A deal with KV Racing Technology-Lotus was finalized in the week leading into the St. Petersburg opener. “I had no expectation,” he said. “I was just happy to be part of the IndyCar Series. We started pretty well in the beginning of the year with a podium finish right in the first race, and we're sitting (fifth) in the championship. We're definitely raising the bar right now. There are a lot of things that need to be done on the team and we're growing the team slowly. “After all we went through at the end of the year, GEICO coming in at the last minute as well, I can't complain. But there are still a lot of races to go.”

The Milwaukee 225 is the next of the 17 on the season, and it will sustain Kanaan’s “ironman” status. He’ll surpass Scott Sharp (138) as the IZOD IndyCar Series leader in consecutive starts. “It makes me feel old, but it also makes me feel like I’m doing an OK job if I’m still here,” said Kanaan, who’s won twice at the Milwaukee Mile. “I guess I still deliver.”
Kanaan also should overtake Michael Andretti and Bobby Rahal (145) and tie Michel Jourdain Jr. (149) this season. Jimmy Vasser, co-owner of the KV Racing Technology-Lotus team, is the all-time leader with 211. Scott Dixon is within reach with 113 consecutive starts for Target Chip Ganassi Racing.
“It’s a great record to have; I don’t know if I’ll be able to beat Jimmy though,” said Kanaan, who has five top-10 finishes in seven races. “He has quite a few more. I’ll ask him if I can drive for him until I beat him.”
Kanaan was 14th on the speed chart during an afternoon practice session with a quick lap of 164.638 mph. Series points leader Will Power, driving the No. 12 Verizon Team Penske car, topped the 26-car field with a best of 167.648 mph (21.7957 seconds). Dario Franchitti in the No. 10 Downy car for Target Chip Ganassi Racing was second (167.462 mph).

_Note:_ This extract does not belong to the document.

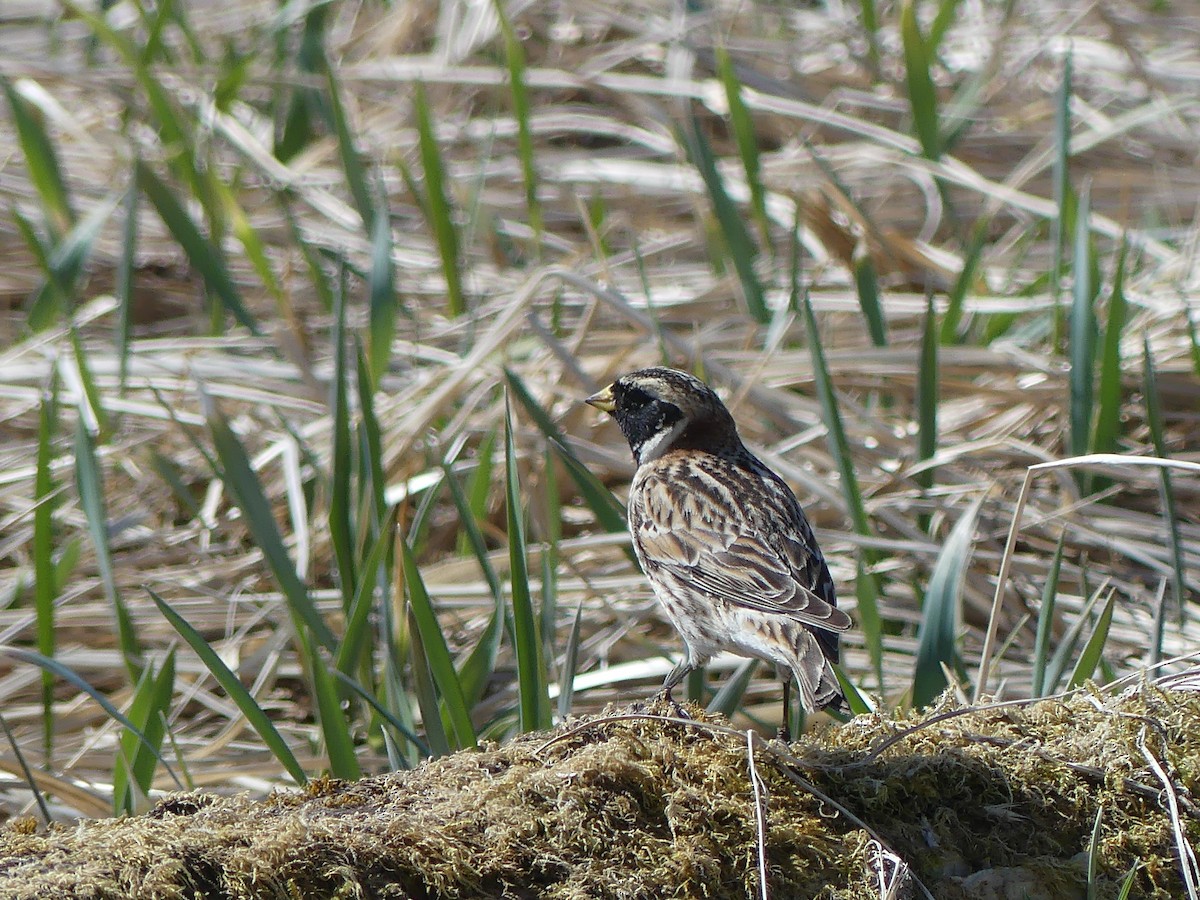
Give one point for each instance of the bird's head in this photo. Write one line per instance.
(660, 409)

A few minutes after climbing from the No. 82 GEICO KV Racing Technology-Lotus car, Kanaan climbed in the Indy Racing Experience two-seater to treat three-time Ironman triathlon champion Chris Lieto to a high-speed ride.

Kanaan, who will compete in the Ford Ironman World Championship (a 2.4-mile swim, 112-mike bike and 26.2-mile run consecutively) in Hawaii in October, and Lieto hooked up a day earlier to test their Trek bicycles on the oval. "It was crazy. For me, the most surprising thing was how fast you're going in the corners," Lieto said. "I thought there was no way the car could stay on the track with the force going in."

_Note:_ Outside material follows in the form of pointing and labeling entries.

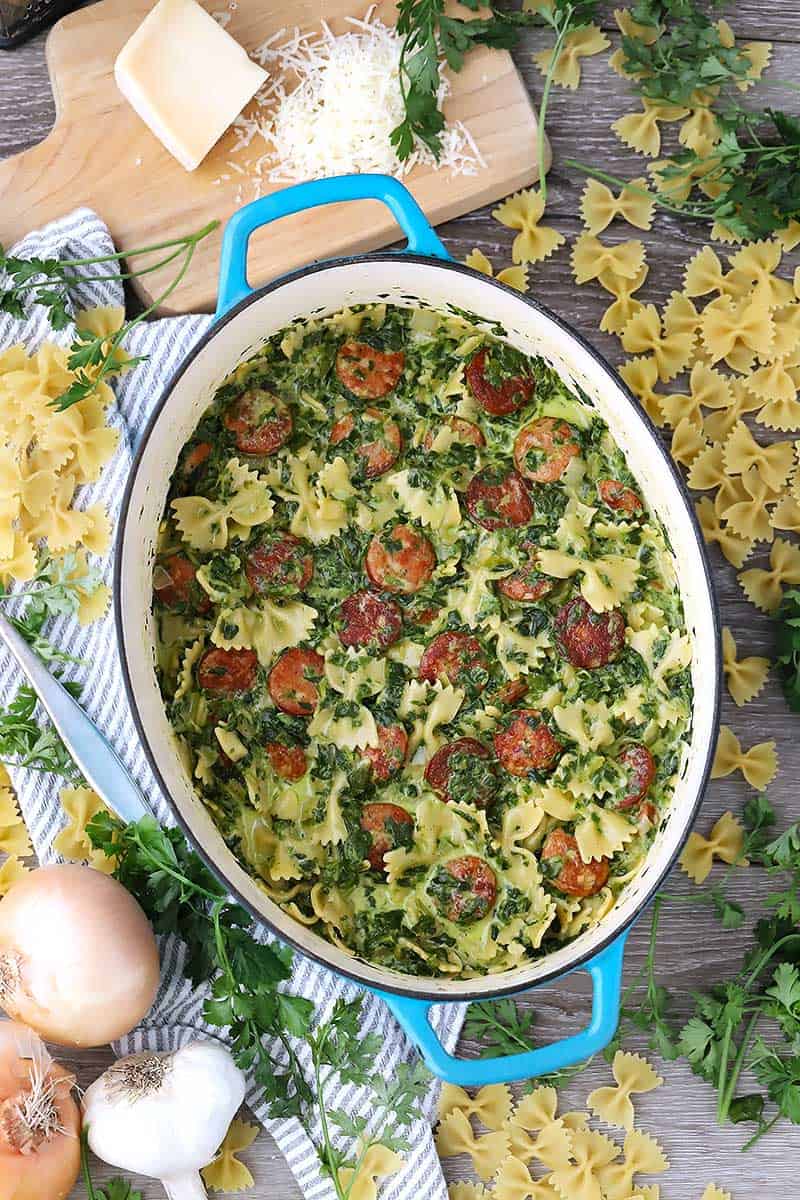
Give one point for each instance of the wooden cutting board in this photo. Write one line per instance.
(100, 154)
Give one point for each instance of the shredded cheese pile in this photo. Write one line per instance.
(331, 103)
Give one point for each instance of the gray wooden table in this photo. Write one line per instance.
(692, 949)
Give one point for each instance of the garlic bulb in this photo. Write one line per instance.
(164, 1115)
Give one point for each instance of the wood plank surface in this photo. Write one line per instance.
(120, 168)
(692, 949)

Lieto, the current U.S. Ironman 70.3 champion, has set more than 50 bike course records on five continents over his 14-year career. He said Kanaan, who competed in the 70.3 World Championship in November in Clearwater, Fla., will fare well.

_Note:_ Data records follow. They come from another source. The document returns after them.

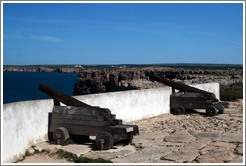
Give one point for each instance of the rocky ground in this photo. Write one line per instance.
(188, 138)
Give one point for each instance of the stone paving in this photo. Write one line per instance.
(189, 138)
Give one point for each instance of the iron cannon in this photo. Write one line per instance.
(189, 98)
(79, 120)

"It will be challenging for sure, but I told him that he has an advantage because the racing is very much in the mind, and the Ironman comes down to the mental side of it," said Lieto, who trains about 500 miles on the bike alone leading up to a triathlon. "Along with the work he does for the racing, he has the mental edge and the ability to push himself through when it gets difficult. I think he'll really surprise himself and do well."